L-DSGraph: Innovative Application of Lightweight Dual-Stream Gated Graph Neural Network in Statement-Level Software Defect Localization

This post introduces L-DSGraph, an innovative lightweight dual-stream gated graph neural network framework for statement-level software defect localization. It fuses three complementary information sources—spectrum-based fault localization (SBFL) features, lexical features, and abstract syntax tree (AST) structural features—to accurately identify and rank defect-prone code statements. The project is open-source on GitHub (https://github.com/koukouneed/L-DSGraph) by author koukouneed, released on June 9, 2026.

In software development, locating and fixing bugs is resource-intensive. Traditional methods rely on human experience and debugging tools, which become inefficient as software scales. Statement-level defect localization aims to pinpoint specific faulty lines (not just functions/modules), but faces challenges like handling massive code lines and hiding defects among normal ones. Recent ML/DL methods, especially GNNs (good at modeling code structure), offer new solutions.

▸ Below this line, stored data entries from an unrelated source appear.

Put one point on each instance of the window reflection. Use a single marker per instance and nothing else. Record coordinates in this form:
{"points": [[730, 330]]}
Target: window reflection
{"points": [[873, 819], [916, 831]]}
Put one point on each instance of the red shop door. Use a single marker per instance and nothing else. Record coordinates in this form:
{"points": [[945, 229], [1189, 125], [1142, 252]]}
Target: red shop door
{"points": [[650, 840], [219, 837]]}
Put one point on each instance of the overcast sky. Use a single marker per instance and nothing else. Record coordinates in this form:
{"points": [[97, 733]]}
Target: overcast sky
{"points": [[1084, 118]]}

L-DSGraph integrates three key feature types:

1. SBFL Features: Combines results from SBFL formulas (Ochiai, Zoltar) with test case coverage matrices and pass/fail status to generate initial suspiciousness scores.
2. Lexical Features: Uses hash-based encoding (default 64D) or learnable token embeddings to capture identifiers, keywords, and operators.
3. AST Structural Features: Encodes AST node types into learnable embeddings and uses AST edges to build GNN graph structures, capturing code hierarchy and control flow.

The framework uses:

• Dual-Stream Gated Fusion: Separates feature types to avoid interference, then adaptively fuses them via learnable Sigmoid gates (lightweight vs. Transformer).
• GRU-based Message Passing: Uses GRU for message propagation in GNNs to capture sequential dependencies in code execution.
• Statement Ranking: Outputs a suspiciousness rank of code statements based on fused features, helping developers prioritize debugging.

Benchmarks: Compared with GCN, GAT, GraMuS, Grace, GNET4FL, DEEP-FL, CNN/RNN baselines, and ablation variants. Dataset: Uses ConDefects dataset (~700MB, with coverage info, AST, defect labels). Environment: Python3.9+, PyTorch2.0+ (CUDA 11.7+ recommended), 16GB+ memory, 8GB+ GPU显存. Metrics: Top-N accuracy, Mean First Rank (MFR), Mean Top-N (MTN).

L-DSGraph helps:

• Accelerate Debugging: Guides developers to most suspicious lines, reducing debugging time.
• Aid Code Review: Assists reviewers in identifying potential defects.
• Optimize Regression Testing: Prioritizes test cases covering high-suspiciousness areas.
• Education: Helps learners understand defect localization logic and common code errors.

L-DSGraph advances statement-level defect localization by fusing multiple features in a lightweight architecture. Its open-source implementation (with models, baselines, docs, dataset) benefits researchers and practitioners. Future directions: Integrate with large language models (LLMs) to enhance semantic understanding and interpretability.